On Thu, 2008-10-02 at 14:22 -0500, Mike Miller wrote:
> What is the best choice?

Excellent question, Mike!

Are you going to need to maintain or integrate with existing code, or
should we assume you're taking the "tabula rasa" approach with the code
you'll be writing? If it's the former, I'd suggest Perl. I'd bet there's
more Perl out there than Ruby. That dang CPAN has everything and the
kitchen sink. And the bathroom sink too.

I don't have experience with Ruby, but former Perl-loving colleagues of
mine started a Ruby-only shop. They now have many thousands of lines of
code and still absolutely love Ruby. I generally dismiss any arguments
about very high-level languages getting unwieldy after X number of lines
because I'm convinced you can write sloppy, unwieldy code in any
language. :)

I've used Perl for years, but my current favorite is Python.

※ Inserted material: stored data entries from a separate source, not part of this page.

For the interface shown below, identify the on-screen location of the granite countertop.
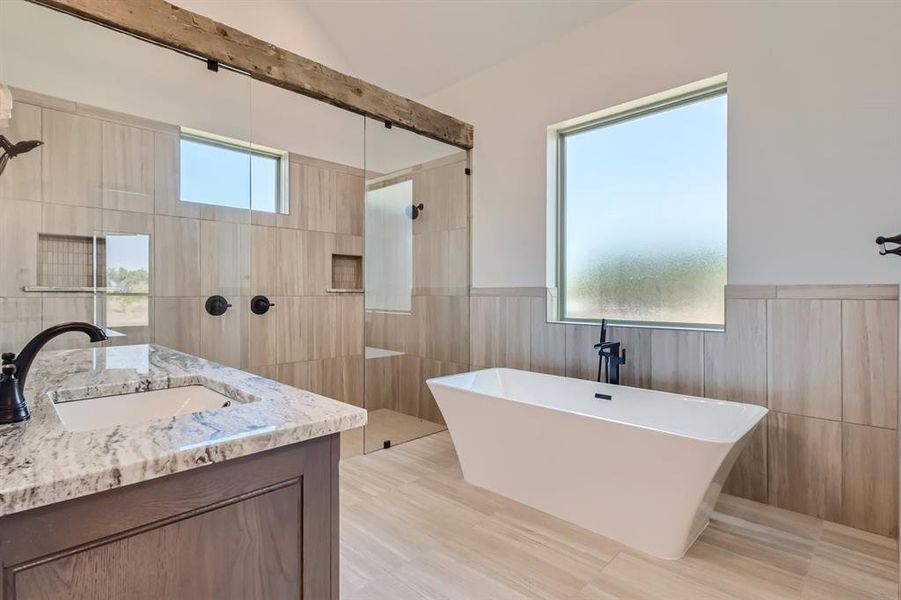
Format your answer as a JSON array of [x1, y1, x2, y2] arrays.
[[0, 344, 367, 517]]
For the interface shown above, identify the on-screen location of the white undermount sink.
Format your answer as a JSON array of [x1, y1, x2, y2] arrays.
[[53, 385, 234, 432]]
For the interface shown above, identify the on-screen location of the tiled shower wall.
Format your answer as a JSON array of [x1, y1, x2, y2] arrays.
[[470, 285, 899, 538], [0, 87, 364, 406]]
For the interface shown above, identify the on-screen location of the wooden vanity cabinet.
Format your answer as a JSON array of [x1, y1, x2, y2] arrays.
[[0, 434, 340, 600]]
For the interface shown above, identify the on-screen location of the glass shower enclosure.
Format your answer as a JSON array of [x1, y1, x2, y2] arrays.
[[0, 0, 469, 458], [361, 117, 470, 453]]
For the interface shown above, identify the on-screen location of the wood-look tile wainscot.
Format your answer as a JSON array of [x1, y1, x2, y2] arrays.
[[469, 284, 900, 538], [341, 431, 898, 600]]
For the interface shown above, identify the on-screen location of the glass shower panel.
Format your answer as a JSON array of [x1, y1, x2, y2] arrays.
[[0, 0, 253, 358], [363, 116, 470, 454], [246, 78, 365, 457]]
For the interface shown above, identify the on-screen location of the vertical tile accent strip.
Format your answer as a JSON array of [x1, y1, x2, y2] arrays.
[[767, 299, 842, 420], [609, 326, 652, 389], [705, 299, 768, 502], [469, 296, 530, 369], [335, 172, 364, 236], [529, 297, 566, 376], [247, 308, 278, 368], [723, 418, 768, 503], [153, 215, 201, 297], [337, 295, 364, 357], [705, 299, 767, 405], [42, 109, 102, 208], [841, 422, 898, 537], [842, 300, 899, 429], [564, 324, 601, 381], [470, 296, 500, 368], [650, 329, 704, 396], [153, 298, 201, 356], [768, 412, 842, 522], [251, 225, 280, 297], [101, 122, 154, 213], [502, 296, 531, 370], [0, 200, 41, 297]]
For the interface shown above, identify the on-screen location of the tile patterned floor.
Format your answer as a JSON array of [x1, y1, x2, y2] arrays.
[[340, 432, 898, 600]]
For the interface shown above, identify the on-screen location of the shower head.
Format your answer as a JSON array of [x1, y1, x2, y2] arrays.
[[406, 203, 424, 220], [0, 135, 42, 176]]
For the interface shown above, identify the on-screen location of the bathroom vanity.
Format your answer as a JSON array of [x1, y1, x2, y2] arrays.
[[0, 345, 367, 600]]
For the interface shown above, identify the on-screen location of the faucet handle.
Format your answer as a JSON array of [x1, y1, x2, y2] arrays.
[[1, 352, 15, 364]]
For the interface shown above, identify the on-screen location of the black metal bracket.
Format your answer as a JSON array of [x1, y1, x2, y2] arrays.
[[465, 167, 471, 176], [206, 59, 219, 72], [876, 234, 901, 257], [384, 120, 393, 129]]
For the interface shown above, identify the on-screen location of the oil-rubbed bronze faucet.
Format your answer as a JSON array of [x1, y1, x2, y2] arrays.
[[593, 319, 626, 386], [0, 322, 108, 424]]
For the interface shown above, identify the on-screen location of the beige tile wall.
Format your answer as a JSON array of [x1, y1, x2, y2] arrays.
[[0, 88, 365, 409], [469, 284, 900, 538]]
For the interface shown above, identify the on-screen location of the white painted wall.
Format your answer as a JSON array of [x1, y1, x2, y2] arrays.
[[425, 0, 901, 287]]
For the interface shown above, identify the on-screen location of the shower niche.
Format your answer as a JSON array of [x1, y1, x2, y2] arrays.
[[330, 253, 363, 292], [26, 231, 151, 339], [35, 233, 106, 290]]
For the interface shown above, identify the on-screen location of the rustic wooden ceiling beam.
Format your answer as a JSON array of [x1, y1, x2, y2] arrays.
[[26, 0, 474, 149]]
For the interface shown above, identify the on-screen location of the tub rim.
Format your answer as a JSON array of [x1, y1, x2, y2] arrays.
[[427, 367, 768, 445]]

This is
mainly because Perl has too much syntax--I can barely read my own code
from years ago! Python, on the other hand, reads like pseudocode. I 
actually love that it forces programmers to use consistent indenting.

If you happen to know of a particular feature you want to be built-in or
easily accessible (do you want one leading option for Web development?
do you like monkey-patching and duck-typing? do you use regular
expressions often? do you want to type as few characters as possible?) a
particular language might emerge as the best choice for you.

But all programming languages are Turing-complete, right? All the ones
we've discussed are mostly procedural. Most run on almost any platform.
All have their warts. All will doubtlessly be more rapid to develop than
C/C++, Java, etc. Any way, you win!

Here's a thought: learn a more functional language like Smalltalk or
Haskell! Both have seen recent surges of interest. Smalltalk with
Seaside/Squeak, Haskell with uh... Pugs, I guess. Anyway, I'm thinking
it might be good to create some new and unique synapses/neurons/whatever
by forcing yourself to think differently.

Please let us (or at least me) know which language you pick and how the
journey progresses. Start a blog, perhaps? This is fun stuff.